地方の需要が消失 マイナス金利の弊害指摘 協同金融研で鳥畑教授2016年5月24日
協同金融研究会(代表=齊藤正・駒沢大学教授)は5月20日、都内で研究会を開き、マイナス金利政策による地域経済と生活への影響をテーマに意見交換した。研究会では静岡大学の鳥畑与一教授が報告。「地域循環のシステムが破壊され、需要が消失している」と、マイナス金利の危うさを指摘した。
鳥畑教授は、マイナス金利政策の有効性をみる場合の視点として、「不況の原因は、供給サイドと需要サイドのどちらにあるのかという疑問に帰着する」と指摘。
供給サイドの制約では、企業側の人件費や税、資金調達などのコスト、技術力や生産性などの収益力がある。つまりこうした制約をクリアできないため新たな投資ができないというわけだ。

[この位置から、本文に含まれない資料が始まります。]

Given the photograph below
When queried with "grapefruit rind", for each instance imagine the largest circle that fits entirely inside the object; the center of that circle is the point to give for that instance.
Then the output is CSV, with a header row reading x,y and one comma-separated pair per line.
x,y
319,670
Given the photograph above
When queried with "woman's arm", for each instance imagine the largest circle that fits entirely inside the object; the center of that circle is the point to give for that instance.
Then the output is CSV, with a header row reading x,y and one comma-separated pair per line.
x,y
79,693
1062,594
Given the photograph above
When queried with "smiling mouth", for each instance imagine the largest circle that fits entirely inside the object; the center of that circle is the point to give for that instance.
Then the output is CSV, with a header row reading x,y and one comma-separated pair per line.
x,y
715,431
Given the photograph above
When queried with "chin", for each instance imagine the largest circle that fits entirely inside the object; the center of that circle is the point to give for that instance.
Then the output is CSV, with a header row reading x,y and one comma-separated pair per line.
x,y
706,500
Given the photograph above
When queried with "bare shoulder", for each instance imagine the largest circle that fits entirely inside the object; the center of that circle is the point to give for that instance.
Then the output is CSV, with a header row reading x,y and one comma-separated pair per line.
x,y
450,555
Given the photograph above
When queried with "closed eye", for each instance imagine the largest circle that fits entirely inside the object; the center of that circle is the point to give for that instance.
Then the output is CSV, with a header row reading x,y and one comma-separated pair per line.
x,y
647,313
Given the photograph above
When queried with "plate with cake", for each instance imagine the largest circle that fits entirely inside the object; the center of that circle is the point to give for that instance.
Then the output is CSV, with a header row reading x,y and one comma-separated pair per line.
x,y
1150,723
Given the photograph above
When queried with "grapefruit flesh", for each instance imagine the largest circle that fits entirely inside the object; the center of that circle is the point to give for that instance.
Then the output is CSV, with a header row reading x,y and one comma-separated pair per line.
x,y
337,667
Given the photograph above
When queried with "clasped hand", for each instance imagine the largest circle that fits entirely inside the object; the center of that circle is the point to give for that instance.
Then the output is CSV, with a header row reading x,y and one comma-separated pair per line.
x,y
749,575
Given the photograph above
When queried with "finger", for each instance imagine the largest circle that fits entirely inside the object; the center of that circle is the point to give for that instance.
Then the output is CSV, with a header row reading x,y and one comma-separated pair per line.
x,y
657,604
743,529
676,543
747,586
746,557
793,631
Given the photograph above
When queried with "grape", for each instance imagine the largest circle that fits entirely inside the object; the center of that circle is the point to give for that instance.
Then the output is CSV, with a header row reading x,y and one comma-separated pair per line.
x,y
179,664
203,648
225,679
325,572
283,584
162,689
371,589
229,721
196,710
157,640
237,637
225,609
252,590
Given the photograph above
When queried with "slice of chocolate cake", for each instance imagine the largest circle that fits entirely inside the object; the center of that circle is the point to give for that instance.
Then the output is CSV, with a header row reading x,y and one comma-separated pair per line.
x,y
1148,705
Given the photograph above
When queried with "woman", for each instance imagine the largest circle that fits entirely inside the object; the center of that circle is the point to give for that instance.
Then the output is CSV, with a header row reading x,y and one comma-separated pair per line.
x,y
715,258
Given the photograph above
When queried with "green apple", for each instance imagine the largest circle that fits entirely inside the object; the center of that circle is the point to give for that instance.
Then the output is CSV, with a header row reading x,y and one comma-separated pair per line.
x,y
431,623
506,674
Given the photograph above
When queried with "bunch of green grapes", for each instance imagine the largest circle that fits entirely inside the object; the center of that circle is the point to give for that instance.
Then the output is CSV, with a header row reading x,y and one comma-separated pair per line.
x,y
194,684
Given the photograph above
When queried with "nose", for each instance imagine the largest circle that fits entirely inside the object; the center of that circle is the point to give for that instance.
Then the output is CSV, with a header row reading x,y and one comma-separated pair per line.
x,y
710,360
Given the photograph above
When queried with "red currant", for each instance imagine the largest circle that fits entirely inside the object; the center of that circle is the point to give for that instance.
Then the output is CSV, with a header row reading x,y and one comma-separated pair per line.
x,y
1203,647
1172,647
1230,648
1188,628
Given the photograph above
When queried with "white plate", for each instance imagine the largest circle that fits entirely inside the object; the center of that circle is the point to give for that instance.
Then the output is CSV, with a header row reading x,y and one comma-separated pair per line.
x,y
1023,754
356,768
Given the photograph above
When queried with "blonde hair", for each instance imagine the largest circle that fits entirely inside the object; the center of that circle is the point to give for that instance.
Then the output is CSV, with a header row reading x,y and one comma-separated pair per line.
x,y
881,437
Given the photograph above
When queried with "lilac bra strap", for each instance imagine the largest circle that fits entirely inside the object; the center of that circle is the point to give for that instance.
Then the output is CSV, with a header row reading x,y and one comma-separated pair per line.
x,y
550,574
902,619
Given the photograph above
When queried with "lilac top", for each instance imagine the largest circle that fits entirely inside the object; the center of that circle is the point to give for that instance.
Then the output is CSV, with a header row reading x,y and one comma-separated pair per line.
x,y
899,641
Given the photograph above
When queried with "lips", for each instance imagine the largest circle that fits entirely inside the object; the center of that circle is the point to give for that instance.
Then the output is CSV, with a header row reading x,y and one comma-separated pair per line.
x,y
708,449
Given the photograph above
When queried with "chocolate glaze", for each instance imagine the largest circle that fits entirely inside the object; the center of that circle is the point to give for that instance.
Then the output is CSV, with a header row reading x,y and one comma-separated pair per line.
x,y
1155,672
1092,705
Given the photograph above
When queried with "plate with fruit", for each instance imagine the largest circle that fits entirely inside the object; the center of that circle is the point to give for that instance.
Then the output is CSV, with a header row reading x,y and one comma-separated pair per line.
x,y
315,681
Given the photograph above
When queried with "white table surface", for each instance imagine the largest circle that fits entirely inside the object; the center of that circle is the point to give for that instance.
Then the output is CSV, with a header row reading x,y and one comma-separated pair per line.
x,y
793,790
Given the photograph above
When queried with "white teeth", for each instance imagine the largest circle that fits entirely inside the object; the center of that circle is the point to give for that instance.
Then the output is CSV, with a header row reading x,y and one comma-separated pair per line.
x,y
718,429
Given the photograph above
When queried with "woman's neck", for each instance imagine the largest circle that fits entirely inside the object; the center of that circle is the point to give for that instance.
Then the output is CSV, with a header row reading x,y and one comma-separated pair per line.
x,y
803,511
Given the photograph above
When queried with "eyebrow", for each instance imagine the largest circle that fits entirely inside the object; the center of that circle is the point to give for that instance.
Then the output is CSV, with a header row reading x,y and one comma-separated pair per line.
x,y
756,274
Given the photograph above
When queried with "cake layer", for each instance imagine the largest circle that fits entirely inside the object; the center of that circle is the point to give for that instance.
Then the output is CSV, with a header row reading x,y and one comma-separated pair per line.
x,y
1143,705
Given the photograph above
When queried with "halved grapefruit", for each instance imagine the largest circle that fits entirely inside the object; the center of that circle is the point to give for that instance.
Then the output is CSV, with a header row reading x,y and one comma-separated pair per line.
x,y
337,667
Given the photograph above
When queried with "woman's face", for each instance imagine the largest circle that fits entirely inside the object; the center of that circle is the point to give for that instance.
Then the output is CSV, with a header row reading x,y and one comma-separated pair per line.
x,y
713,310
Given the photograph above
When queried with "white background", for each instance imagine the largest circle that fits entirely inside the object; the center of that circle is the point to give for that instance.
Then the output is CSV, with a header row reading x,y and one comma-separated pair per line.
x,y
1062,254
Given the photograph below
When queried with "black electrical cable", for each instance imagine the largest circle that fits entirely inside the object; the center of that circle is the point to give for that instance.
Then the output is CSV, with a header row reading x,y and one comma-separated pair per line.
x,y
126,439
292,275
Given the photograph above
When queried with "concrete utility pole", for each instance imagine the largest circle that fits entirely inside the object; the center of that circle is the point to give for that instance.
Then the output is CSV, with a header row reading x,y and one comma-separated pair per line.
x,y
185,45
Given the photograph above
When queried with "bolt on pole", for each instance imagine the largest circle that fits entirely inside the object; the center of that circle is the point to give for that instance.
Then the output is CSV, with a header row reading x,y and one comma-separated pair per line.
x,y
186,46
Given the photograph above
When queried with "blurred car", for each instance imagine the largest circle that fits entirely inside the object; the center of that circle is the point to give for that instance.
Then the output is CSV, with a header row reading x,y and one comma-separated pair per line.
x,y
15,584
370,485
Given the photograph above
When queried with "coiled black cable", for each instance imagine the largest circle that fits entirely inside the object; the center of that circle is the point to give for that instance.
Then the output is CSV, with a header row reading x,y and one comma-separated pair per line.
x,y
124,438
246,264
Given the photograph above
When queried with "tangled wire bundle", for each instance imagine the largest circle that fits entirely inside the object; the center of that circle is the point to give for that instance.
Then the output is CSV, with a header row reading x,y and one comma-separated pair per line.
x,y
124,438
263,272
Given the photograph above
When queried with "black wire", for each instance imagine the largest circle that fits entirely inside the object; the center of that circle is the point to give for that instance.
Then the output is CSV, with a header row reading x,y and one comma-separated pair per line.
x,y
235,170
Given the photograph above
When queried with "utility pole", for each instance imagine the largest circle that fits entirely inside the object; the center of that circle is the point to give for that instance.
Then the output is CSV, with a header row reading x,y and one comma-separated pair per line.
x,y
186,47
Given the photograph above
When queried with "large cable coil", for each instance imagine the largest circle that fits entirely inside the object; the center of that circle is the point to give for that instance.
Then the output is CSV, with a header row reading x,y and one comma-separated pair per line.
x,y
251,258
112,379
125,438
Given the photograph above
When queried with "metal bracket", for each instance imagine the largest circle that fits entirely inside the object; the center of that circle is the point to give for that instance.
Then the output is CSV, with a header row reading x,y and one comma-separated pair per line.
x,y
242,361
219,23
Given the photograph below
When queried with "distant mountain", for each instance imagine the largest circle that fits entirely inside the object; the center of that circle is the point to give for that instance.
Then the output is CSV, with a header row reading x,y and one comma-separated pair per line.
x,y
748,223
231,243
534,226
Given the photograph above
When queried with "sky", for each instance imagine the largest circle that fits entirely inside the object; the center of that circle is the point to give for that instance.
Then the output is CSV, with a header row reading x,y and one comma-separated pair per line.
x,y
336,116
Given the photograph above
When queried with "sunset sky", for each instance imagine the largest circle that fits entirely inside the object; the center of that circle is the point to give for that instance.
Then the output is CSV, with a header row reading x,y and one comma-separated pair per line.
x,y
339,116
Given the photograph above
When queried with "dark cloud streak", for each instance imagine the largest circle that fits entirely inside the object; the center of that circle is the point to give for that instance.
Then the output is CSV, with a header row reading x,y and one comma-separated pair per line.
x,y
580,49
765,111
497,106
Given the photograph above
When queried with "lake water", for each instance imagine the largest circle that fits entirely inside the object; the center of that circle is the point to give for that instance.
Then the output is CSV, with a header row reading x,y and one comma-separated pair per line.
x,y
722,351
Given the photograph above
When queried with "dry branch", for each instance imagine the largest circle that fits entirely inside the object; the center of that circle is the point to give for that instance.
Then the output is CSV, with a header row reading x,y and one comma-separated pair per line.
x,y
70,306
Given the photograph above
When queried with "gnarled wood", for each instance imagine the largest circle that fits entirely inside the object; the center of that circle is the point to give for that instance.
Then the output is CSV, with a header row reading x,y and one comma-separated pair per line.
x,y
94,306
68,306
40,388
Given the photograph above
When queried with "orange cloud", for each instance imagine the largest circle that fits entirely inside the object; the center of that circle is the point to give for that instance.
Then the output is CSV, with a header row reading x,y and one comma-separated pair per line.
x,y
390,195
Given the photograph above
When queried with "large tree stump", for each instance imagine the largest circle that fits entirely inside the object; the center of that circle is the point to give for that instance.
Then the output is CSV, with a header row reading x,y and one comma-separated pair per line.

一方、需要サイドでは少子高齢化や格差の拡大による需要不足がある。
マイナス金利政策は国債利回りのマイナス化を利用して、赤字国債による大規模な需要喚起策で、まずはインフレ状態に誘導することにある。ただ日本には「その余力があるのか、リスクは過小評価できるのか」と同教授は言う。その判断材料に欧州のマイナス金利施策を挙げ、「ユーロ圏のデフレ傾向は継続し、銀行融資も伸び悩んでいる.。効果なしが共通認識になっている」と指摘した。
そのうえで、マイナス金利が地域金融機関や地域の中小零細企業や個人に与える影響について、(1)地域限定で預金・貸出業務中心の地域金融機関は、利ざや縮小の影響が大きい、(2)貯貸率の低い金融機関ほど影響が大きく、証券運用の収益が悪化する、(3)家計部門全体として利子収入が大きく減少する、(4)中小零細企業への安定的な資金供給が困難になる、などの問題点を挙げる。
最後に同教授は、新自由主義に基づく改革は「1%に富が集中する経済システムで、集中した富は結局、タックスヘイブンやファンドとして国際的な短期利益追求や投機に向かう。巨大な需要不足を財政金融政策で解決することはできない」と述べた。